Choose the experimental features you want to try

This document is an excerpt from the EUR-Lex website

Document C2006/237/11

    Zaak C-312/06: Verzoek om een prejudiciële beslissing ingediend door de Magyar Köztársaság Legfelsőbb Bírósága op 18 juli 2006 — OTP Garancia Biztosító Rt./Vas Megyei Közigazgatási Hivatal

    PB C 237 van 30.9.2006, p. 6–7 (ES, CS, DA, DE, ET, EL, EN, FR, IT, LV, LT, HU, NL, PL, PT, SK, SL, FI, SV)

    30.9.2006   

    NL

    Publicatieblad van de Europese Unie

    C 237/6


    Verzoek om een prejudiciële beslissing ingediend door de Magyar Köztársaság Legfelsőbb Bírósága op 18 juli 2006 — OTP Garancia Biztosító Rt./Vas Megyei Közigazgatási Hivatal

    (Zaak C-312/06)

    (2006/C 237/11)

    Procestaal: Hongaars

    Verwijzende rechter

    Magyar Köztársaság Legfelsőbb Bírósága

    Partijen in het hoofdgeding

    Verzoekster: OTP Garancia Biztosító Rt.
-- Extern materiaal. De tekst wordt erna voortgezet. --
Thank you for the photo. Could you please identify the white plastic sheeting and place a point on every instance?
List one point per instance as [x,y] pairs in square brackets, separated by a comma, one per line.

    Verweerder: Vas Megyei Közigazgatási Hivatal

    Prejudiciële vragen

    1)

    Moet punt 3, sub a, van hoofdstuk 4 van bijlage X bij de Akte betreffende de toetredingsvoorwaarden voor de Tsjechische Republiek, de Republiek Estland, de Republiek Cyprus, de Republiek Letland, de Republiek Litouwen, de Republiek Hongarije, de Republiek Malta, de Republiek Polen, de Republiek Slovenië en de Slowaakse Republiek en de aanpassing van de Verdragen waarop de Europese Unie is gegrond (hierna: „Toetredingsakte”), dat krachtens artikel 24 van deze Toetredingsakte (1) van toepassing is en volgens hetwelk Hongarije onverminderd de artikelen 87 en 88 van het EG-Verdrag tot en met 31 december 2007 verlagingen van de lokale belastingen voor ondernemingen [lees: verlagingen van bedrijfsbelastingen] van maximaal 2 % van de netto-ontvangsten van bedrijven mag toepassen welke voor een beperkte duur door een lokaal bestuur zijn verleend uit hoofde van de artikelen 6 en 7 van Wet C van 1990 op de lokale belastingen, aldus worden uitgelegd dat sprake is van een overgangsregeling op basis waarvan Hongarije de bedrijfsbelasting mag handhaven, met andere woorden in die zin dat de Toetredingsakte met het bieden van de mogelijkheid om verlagingen van de bedrijfsbelasting te handhaven, Hongarije tijdelijk het recht geeft ook belastingen met hetzelfde karakter als de bedrijfsbelasting te handhaven?

    2)

    Moet artikel 33, lid 1, van de Zesde richtlijn 77/388/EEG van de Raad (2) (hierna: „richtlijn”) aldus worden uitgelegd dat het in de weg staat aan een (lokale bedrijfs)belasting die wordt geheven over op winst gerichte ondernemersactiviteiten en in wezen drukt op de netto-ontvangsten, na aftrek van de aankoopprijs van de verkochte goederen en de diensten van derden alsmede van de materiaalkosten? Met andere woorden, kan een belasting met die kenmerken op grond van voormeld artikel worden beschouwd als een omzetbelasting?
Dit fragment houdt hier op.